Figure 4 – Network Termination

Terminal Connection

Each of the MAP450s are connected to the network data link using the terminal blocks of the internal TB2 connector. If the MAP450 is panel mounted, the network cable is brought directly to the terminal block as shown in Figure 5 below. In this instance, each of the network wires are cut, stripped, and reconnected using the terminal block screws to capture each cable lead. If the MAP450 is pedestal mounted, a short twisted pair stub cable is spliced into the network wiring and then run to the MAP450’s terminal block through the enclosure’s cable nut. The cable shields must be connected together to maintain shield continuity.

Figure 5 – Terminal Connection

Network Grounding

To communicate properly, serious attention must be paid to the grounding scheme of any device connected to the network data link. Improper grounding, termination, and faulty shielding of the data link is one of the most common causes of system failure in a multidrop network. For proper operation, the following general rules must be observed.


The cable shield must not be used as the signal ground.

It is tempting to try and reduce the cost of the cabling by using a 4 wire cable with the shield used as the signal ground, DON’T DO IT. The initial cost savings are always exceeded by the maintenance costs once the system is operating under field conditions. Often, it is necessary to completely replace the network data link with the proper cable (5 wire plus shield) to eliminate noise problems in the system.

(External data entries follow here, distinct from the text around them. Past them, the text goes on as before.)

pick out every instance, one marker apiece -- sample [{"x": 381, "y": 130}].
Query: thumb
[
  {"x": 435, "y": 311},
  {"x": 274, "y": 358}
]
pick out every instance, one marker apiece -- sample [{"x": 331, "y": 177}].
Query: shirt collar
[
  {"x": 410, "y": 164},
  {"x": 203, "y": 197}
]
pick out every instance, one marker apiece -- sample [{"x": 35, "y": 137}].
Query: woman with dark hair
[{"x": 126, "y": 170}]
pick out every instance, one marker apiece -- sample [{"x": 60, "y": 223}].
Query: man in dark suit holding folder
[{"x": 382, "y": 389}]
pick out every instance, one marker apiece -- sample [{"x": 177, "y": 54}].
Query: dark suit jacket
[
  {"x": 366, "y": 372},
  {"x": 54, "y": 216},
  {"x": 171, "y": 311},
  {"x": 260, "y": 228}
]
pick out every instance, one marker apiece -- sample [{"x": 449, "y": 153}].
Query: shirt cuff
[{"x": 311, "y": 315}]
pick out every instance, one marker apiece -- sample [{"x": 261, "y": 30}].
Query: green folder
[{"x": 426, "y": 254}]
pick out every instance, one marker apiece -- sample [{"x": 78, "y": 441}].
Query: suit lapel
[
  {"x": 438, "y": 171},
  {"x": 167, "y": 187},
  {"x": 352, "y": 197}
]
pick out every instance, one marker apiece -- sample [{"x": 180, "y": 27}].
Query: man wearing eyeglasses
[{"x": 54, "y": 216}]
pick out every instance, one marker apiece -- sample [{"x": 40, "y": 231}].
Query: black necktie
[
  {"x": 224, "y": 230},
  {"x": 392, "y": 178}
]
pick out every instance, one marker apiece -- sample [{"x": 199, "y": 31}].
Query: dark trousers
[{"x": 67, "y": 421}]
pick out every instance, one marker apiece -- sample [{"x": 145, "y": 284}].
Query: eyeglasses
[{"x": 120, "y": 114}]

The cable shield should be connected to the chassis ground only at one point. This should be
at the host connection for the best noise immunity.

The cable shield is often connected to the chassis ground at both ends of the cable connection. Since this makes an earth ground to earth ground connection between the two devices, it can cause what is called a “ground loop” problem. Since the earth grounds are probably at different voltage potentials, a large current (often several amps in magnitude) will flow between the earth ground points. The shield usually has a much lower impedance to the current flow than the normal earth ground current path. This can result in the cable shield carrying large amounts of unexpected current. For proper shielding to be accomplished, all of the cable shields should be connected together in a contiguous whole, and then grounded only at a single point (at the host’s chassis ground).

Figure 6 – Cable Shield Hook-up


The signal ground must not be connected to the chassis or earth ground.

The chassis ground is intended as a safety ground for power supplies, EMI filters, voltage spike protection circuits, 120 VAC neutral returns, and all manner of AC and DC driven devices. As a result, the chassis ground can carry large voltage potentials and currents. Connecting the signal ground to the chassis ground can damage the device connected to the network data link.

Figure 7 – Power and Signal Cabling on the MAP450


Other Considerations

The most common error when installing the network is running power lines (especially 110 VAC) in the same wire channel as the network data link. This is often done to reduce the cost of the wire conduit. Including a 110 VAC, 60 hz line in the wire channel is sure to cause loss of communications on a regular basis. If the AC line is powering relays, motors, or even fluorescent lighting, the high voltage spikes and noise WILL BE induced on the network data link, destroying any or all attached network devices. 208 VAC three phase power is even worse, since the voltage spikes and noise is of greater magnitude and intensity.

Short runs of low voltage DC power can normally be included in a communications wiring channel or cable. This allows the pedestal mounted MAP450 to use a single stub cable to connect to the data link and its local power supply. However, DC power should not be run down the whole length of the network to power every device. Small clusters of MAP450s (two or three terminals) that are physically adjacent may be powered from a single supply if necessary.